Excel calculation process / INDIRECT in an array formula - excel

I got this spreadsheet where on daily basis I will be pasting data ranging from hundreds to thousands of rows. And this spreadsheet is heavy loaded with functions. I would like to cut calculation time as much as possible but not quite sure how excel is designed to process data.

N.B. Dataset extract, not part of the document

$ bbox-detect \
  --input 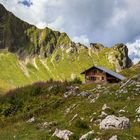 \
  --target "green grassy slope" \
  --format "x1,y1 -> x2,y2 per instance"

Is there a difference between two functions which are ranging like these:
SUM(A2:A50) and SUM(A2:A99999)
How I look at this: SUM function on first example will stop running once it reaches A50 cell and on second example it will keep running until it reaches A99999. From this I can say first is more efficient to have in your spreadsheet.
Please advice.
I got this formula which returns me an #N/A value and I believe this is because INDIRECT is included in array formula (Ctrl + Shift + Enter).
Whole formula itself:
=SUM(IF((INDIRECT("'" & $K$6 & "'!" & $K$7)>CODES!$K$2)+(MMULT(--('Data paste'!AD2:AF5>CODES!$K$1),{1;1;1})>0)+(MMULT(--('Data paste'!AD2:AF5>CODES!$K$3),{1;1;1})>1)+--('Data paste'!AD2:AD5*'Data paste'!AE2:AE5*'Data paste'!AF2:AF5>CODES!$K$4), 1, 0)*--('Data paste'!Q2:Q5=CODES!C2))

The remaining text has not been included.